I live in Tampa, FL, proud home of the Tampa Bay Lightning and annual host of MetroCon. To be fair, I’ll describe both: The Lightning is a fantastic hockey team. With all due respect to my hometown Blackhawks, there’s an approachable quality to the Lightning and its fans that grabbed me by my inner fangirl when I first moved down here and held on. I have been to very few hockey games in my life, but all of them have been Lightning games. I love the crowd, the energy, and the grit of my chosen team.

MetroCon is Florida’s largest annual Anime convention. Anime enthusiasts can choose to represent their favorite characters, often creating costumes that defy gravity and require feats of engineering. It is absolutely acceptable to wear a costume that looks, to the outside world, like an overgrown cow and have said cow run and hug a cosplayer who, again to the outside world, looks like a series of strategically placed strips of duct tape. The costumes are vibrant, the people friendly, the event energetic.

I sew clothes from patterns. To an Anime enthusiast, I am probably the equivalent of a single-celled organism of creativity. They create remarkable costumes that I would argue are every bit as fantastic and elaborate as the costumes in movies. Sometimes they actually look a little better. I have seen people dressed as Loki in more Loki-esque attire than Tom Hiddleston himself. As a fan of both Hiddleston’s grin and his acting ability, this is high praise.

You can predict where I’m heading with this: culture clash. The events of the busiest day of MetroCon collided with Game 5 of the Stanley Cup playoffs. As I drove to pick up my daughter and her friends from the convention center, the only thing I was concerned about was traffic.
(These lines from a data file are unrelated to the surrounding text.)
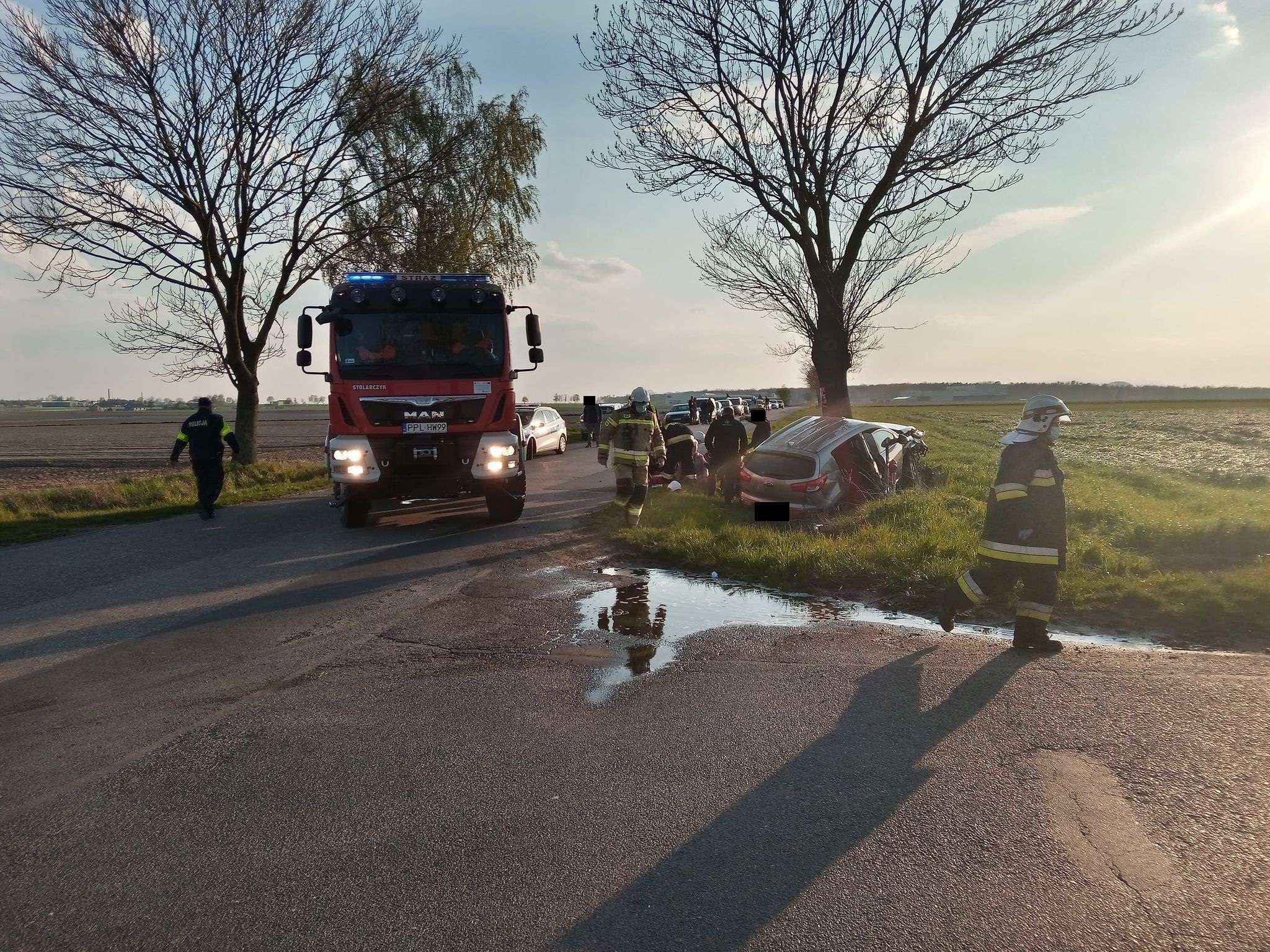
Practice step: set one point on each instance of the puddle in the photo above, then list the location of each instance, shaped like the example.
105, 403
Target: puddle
637, 627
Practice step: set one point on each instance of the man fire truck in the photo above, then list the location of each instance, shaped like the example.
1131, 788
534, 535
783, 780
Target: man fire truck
422, 398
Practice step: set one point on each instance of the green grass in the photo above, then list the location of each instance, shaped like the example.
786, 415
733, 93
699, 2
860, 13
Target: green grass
32, 514
1169, 513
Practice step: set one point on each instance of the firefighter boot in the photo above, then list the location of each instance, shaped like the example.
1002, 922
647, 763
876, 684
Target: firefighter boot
1030, 637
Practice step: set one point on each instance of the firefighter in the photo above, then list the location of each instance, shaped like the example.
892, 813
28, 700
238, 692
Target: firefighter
1025, 532
637, 442
205, 433
681, 448
726, 442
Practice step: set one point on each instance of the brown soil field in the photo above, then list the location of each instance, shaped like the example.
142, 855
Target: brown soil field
50, 447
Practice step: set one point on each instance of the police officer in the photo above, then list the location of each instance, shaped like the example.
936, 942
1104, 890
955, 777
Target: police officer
636, 438
681, 448
1025, 531
590, 418
205, 433
726, 442
762, 428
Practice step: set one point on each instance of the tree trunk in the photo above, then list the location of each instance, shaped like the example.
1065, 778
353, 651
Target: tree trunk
831, 356
246, 419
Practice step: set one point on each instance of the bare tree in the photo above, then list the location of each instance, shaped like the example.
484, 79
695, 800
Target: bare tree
201, 149
843, 135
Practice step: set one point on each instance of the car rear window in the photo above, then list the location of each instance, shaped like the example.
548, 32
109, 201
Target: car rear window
781, 466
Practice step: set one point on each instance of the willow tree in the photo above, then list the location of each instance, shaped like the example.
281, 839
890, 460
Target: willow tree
466, 207
203, 150
843, 136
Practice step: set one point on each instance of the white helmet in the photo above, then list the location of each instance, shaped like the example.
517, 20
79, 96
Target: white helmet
1041, 414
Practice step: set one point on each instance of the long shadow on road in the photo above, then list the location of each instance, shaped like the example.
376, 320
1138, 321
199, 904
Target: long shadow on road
726, 884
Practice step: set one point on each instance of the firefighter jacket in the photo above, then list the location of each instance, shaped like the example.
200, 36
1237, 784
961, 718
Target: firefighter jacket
1026, 512
203, 433
726, 439
631, 437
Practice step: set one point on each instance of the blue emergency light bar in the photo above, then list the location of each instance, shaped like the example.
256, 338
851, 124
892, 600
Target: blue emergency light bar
385, 276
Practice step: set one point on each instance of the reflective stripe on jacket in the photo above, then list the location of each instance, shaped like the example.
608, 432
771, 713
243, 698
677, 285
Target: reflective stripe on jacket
1028, 494
631, 437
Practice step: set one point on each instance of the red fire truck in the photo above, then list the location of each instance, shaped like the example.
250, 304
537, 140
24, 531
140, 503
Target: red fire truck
422, 403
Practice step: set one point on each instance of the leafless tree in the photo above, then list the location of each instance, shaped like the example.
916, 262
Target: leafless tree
198, 149
843, 136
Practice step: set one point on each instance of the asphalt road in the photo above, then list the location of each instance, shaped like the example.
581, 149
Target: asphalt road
272, 733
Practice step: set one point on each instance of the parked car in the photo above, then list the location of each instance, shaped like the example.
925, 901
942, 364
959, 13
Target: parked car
822, 465
678, 413
541, 428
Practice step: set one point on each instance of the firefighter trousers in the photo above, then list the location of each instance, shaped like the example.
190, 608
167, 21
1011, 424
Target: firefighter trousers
997, 576
210, 477
631, 487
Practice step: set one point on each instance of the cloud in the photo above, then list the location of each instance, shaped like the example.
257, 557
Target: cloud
1019, 223
590, 271
1227, 25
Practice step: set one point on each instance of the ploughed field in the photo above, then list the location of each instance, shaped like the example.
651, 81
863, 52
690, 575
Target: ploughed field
56, 447
1169, 521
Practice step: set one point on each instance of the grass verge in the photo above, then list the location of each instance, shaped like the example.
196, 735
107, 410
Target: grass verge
1163, 536
31, 514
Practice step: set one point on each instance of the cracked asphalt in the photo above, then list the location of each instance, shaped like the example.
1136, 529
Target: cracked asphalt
269, 733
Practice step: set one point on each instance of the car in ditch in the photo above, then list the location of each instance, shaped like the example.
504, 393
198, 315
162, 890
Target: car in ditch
825, 465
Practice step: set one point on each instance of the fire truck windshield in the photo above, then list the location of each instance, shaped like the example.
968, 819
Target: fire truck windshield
420, 346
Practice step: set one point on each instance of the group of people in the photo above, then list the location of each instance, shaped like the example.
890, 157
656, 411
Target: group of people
1024, 537
641, 446
1025, 532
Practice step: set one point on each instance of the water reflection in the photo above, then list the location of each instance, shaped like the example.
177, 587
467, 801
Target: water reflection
636, 628
649, 614
631, 616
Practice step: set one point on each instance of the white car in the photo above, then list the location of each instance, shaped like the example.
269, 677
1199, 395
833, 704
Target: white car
541, 428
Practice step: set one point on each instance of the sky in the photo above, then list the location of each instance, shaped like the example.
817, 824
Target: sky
1137, 247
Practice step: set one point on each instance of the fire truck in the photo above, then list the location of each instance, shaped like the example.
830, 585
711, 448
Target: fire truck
422, 400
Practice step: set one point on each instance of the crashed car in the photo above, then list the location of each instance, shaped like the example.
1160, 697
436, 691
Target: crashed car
824, 465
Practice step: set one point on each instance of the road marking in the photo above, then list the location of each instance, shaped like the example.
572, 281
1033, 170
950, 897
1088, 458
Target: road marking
1095, 823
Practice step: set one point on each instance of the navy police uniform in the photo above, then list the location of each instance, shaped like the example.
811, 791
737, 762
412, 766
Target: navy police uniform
206, 434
I forgot that some sports enthusiasts, especially after a game, are a bit on the rowdy side, and inclined to judge people dressed in Anime awesomeness – shall we say, unkindly?

As people left the game and the convention center, I heard the occasional shout of “Freak!” getting tossed at the cosplayers. Where, I wondered, were the cosplayers tossing the word “Freak!” out at the sports enthusiasts? Of course that question is rhetorical. No arguments broke out that I saw, but still. Why did anyone have to judge? From an outsider’s perspective, isn’t it every bit as ridiculous to be walking around with a sponge #1 finger pointy thing or long noisemaker doohickey as it is to be dressed as the character from an Anime show?

We are allowed to choose how we represent ourselves and we are definitely allowed to choose what we will do in our free time. My beloved cosplayers are no stranger than my beloved sports enthusiasts. Just saying.